I beg to differ. In fact, the so-called “victory” of the regime against the demonstrators, whose call for democracy and rule of law in the absolute monarchy that is Swaziland, may turn out to be a pyrrhic one, making Swazi’s less likely to accept reformist measures once the inevitable change that most people want comes.
Because while the demonstrators didn’t manage to amass the numbers they had hoped for, this was mainly due to the intimidation, blocking tactics and violence of the police and security forces that did everything they could to stop people from assembling in Manzini.
And while the regime might thus claim a victory in terms of numbers – there were an unprecedented amount of police and armed forces patrolling the width and breadth of Swaziland – their “success” was something of a public relations disaster, both within and outside Swaziland.
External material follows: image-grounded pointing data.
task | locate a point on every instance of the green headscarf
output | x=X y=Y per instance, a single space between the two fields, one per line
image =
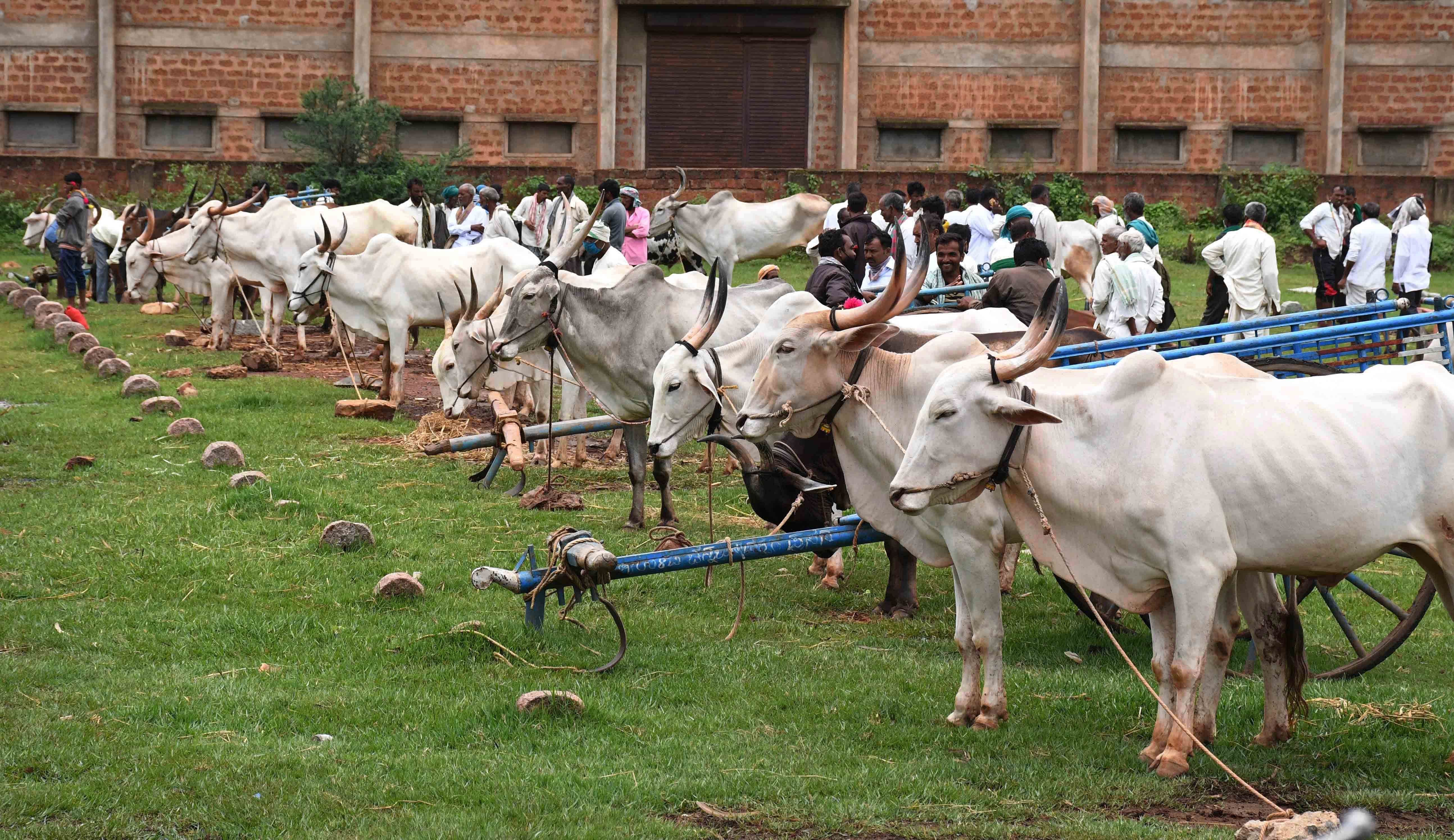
x=1015 y=213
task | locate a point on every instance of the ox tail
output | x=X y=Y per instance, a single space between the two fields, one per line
x=1295 y=656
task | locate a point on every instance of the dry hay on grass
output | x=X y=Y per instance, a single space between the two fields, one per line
x=1407 y=716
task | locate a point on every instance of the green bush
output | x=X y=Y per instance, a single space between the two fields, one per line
x=1287 y=191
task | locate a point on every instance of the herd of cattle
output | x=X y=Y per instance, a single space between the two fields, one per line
x=1174 y=487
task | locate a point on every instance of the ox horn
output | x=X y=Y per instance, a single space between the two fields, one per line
x=1043 y=335
x=572 y=246
x=246 y=204
x=700 y=330
x=496 y=297
x=446 y=314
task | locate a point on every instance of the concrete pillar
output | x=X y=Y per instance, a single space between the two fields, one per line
x=1335 y=38
x=105 y=79
x=607 y=88
x=1088 y=158
x=848 y=102
x=363 y=43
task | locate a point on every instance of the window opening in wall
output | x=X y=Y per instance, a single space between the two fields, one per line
x=40 y=129
x=540 y=137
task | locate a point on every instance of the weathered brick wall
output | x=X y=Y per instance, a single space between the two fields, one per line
x=970 y=19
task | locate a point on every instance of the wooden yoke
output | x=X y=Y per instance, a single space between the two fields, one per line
x=508 y=425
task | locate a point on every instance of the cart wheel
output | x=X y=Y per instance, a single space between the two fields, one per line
x=1405 y=618
x=1286 y=368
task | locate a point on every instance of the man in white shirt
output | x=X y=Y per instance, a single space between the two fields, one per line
x=467 y=220
x=1247 y=261
x=501 y=223
x=1048 y=227
x=1327 y=227
x=982 y=230
x=1369 y=246
x=533 y=216
x=1411 y=255
x=566 y=211
x=422 y=211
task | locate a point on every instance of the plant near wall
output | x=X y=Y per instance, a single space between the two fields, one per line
x=1287 y=191
x=354 y=139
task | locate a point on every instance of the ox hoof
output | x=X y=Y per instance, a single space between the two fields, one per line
x=986 y=723
x=1171 y=765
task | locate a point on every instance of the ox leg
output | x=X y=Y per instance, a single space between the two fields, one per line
x=636 y=467
x=1215 y=670
x=1282 y=674
x=1164 y=639
x=967 y=700
x=1196 y=611
x=662 y=471
x=902 y=594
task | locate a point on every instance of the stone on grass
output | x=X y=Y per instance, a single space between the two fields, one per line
x=246 y=479
x=370 y=409
x=160 y=405
x=51 y=320
x=347 y=535
x=552 y=702
x=113 y=368
x=140 y=384
x=66 y=329
x=97 y=355
x=185 y=426
x=399 y=585
x=262 y=360
x=82 y=342
x=1300 y=828
x=222 y=454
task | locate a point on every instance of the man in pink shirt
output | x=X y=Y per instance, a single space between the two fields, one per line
x=639 y=226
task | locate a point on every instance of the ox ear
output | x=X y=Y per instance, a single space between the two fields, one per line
x=857 y=339
x=1020 y=413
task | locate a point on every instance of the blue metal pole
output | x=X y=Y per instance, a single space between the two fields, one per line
x=537 y=432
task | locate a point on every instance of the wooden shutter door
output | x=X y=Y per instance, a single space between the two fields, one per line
x=694 y=101
x=777 y=117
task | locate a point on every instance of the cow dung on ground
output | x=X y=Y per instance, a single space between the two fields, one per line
x=246 y=479
x=66 y=329
x=82 y=342
x=223 y=454
x=347 y=535
x=139 y=384
x=550 y=702
x=185 y=426
x=51 y=320
x=399 y=585
x=113 y=368
x=160 y=405
x=228 y=373
x=97 y=355
x=262 y=360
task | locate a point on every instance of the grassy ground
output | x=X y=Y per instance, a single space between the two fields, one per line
x=140 y=596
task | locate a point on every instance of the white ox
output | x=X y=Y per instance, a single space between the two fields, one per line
x=1164 y=483
x=268 y=245
x=732 y=232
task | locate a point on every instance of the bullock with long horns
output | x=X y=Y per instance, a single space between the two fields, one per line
x=732 y=232
x=614 y=338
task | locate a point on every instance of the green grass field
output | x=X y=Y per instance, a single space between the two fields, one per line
x=140 y=596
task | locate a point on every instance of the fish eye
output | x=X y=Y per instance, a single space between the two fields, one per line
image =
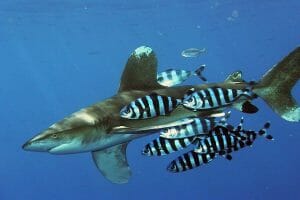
x=145 y=151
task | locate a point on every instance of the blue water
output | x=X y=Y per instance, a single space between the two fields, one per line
x=58 y=56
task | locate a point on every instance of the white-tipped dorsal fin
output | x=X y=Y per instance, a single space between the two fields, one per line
x=140 y=72
x=236 y=76
x=112 y=163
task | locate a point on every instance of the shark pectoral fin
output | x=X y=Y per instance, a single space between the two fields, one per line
x=140 y=72
x=246 y=107
x=112 y=163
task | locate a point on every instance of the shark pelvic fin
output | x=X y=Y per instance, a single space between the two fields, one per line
x=276 y=85
x=140 y=72
x=112 y=163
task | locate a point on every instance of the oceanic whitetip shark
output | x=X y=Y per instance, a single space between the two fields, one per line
x=99 y=129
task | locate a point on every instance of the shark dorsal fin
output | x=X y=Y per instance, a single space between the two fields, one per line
x=140 y=72
x=236 y=76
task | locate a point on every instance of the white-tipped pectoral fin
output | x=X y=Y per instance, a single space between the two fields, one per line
x=112 y=163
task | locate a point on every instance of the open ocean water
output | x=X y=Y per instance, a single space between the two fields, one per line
x=58 y=56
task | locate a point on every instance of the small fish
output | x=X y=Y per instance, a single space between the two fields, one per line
x=172 y=77
x=219 y=140
x=223 y=140
x=190 y=160
x=149 y=106
x=192 y=52
x=217 y=97
x=199 y=126
x=162 y=146
x=193 y=159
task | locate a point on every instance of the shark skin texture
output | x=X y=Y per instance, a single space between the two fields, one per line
x=99 y=129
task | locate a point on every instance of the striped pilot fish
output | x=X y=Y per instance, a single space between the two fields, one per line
x=199 y=126
x=162 y=146
x=222 y=139
x=213 y=146
x=218 y=97
x=149 y=106
x=172 y=77
x=190 y=160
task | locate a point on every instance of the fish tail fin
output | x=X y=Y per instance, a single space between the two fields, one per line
x=199 y=72
x=276 y=85
x=263 y=131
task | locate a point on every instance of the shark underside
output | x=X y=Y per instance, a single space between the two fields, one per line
x=99 y=129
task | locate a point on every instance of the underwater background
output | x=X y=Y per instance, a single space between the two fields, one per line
x=58 y=56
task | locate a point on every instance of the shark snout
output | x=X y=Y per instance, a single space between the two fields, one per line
x=38 y=143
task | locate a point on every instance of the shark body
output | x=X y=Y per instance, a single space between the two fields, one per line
x=99 y=129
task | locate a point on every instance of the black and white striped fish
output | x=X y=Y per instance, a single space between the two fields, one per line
x=219 y=140
x=172 y=77
x=193 y=159
x=218 y=97
x=149 y=106
x=162 y=146
x=199 y=126
x=190 y=160
x=223 y=140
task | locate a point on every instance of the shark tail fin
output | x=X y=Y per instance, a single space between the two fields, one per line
x=276 y=85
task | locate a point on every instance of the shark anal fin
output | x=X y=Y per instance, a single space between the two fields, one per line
x=112 y=163
x=140 y=72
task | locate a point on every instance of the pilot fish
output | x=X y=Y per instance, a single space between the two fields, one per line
x=199 y=126
x=214 y=146
x=218 y=97
x=162 y=146
x=192 y=52
x=149 y=106
x=172 y=77
x=190 y=160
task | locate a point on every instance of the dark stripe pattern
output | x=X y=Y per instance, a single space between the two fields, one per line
x=162 y=146
x=214 y=97
x=172 y=77
x=190 y=160
x=149 y=106
x=197 y=127
x=222 y=141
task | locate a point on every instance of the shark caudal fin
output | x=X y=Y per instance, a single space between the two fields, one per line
x=112 y=163
x=276 y=85
x=140 y=72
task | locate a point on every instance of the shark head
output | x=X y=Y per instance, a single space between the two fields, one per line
x=56 y=142
x=79 y=132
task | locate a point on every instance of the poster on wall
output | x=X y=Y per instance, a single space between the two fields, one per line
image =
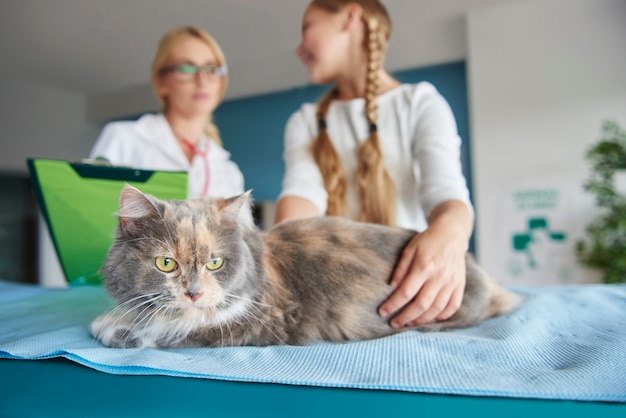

Now all ordinary Swazi’s, who don’t normally associate with the democratic movement that the regime brands “terrorists” for simply calling peacefully for democratisation, have seen the true face of the regime, if they hadn’t seen it already.
Ordinary people were stopped at road-blocks, denied access to Manzini, beaten up for no apparent reason, or driven to far-flung areas of Swaziland and left to walk home, simply for going about their daily business.
And with the unparalleled amount of press coverage of the brutal clamp-down on both demonstrators and the press, newspaper readers all over the world have also been alerted to the true nature of a Swaziland normally seen as a peaceful tourist retreat.
“Workers have exposed the undemocratic nature of Swaziland government, and clearly sent a message to our people and the entire world that the time for multiparty democracy in Swaziland is now,” said Secretary General of the Labour Coordinating Council, one of the organisers of the protest, Mduduzi Gina today.
Who would disagree? The Swazi regime might have won the battle in the streets, preliminarily at least, as the unions have called of what would have been a third day of protest today, fearing for the lives of their members. But the regime is losing the war of the hearts and minds of the Swazi people and the international community.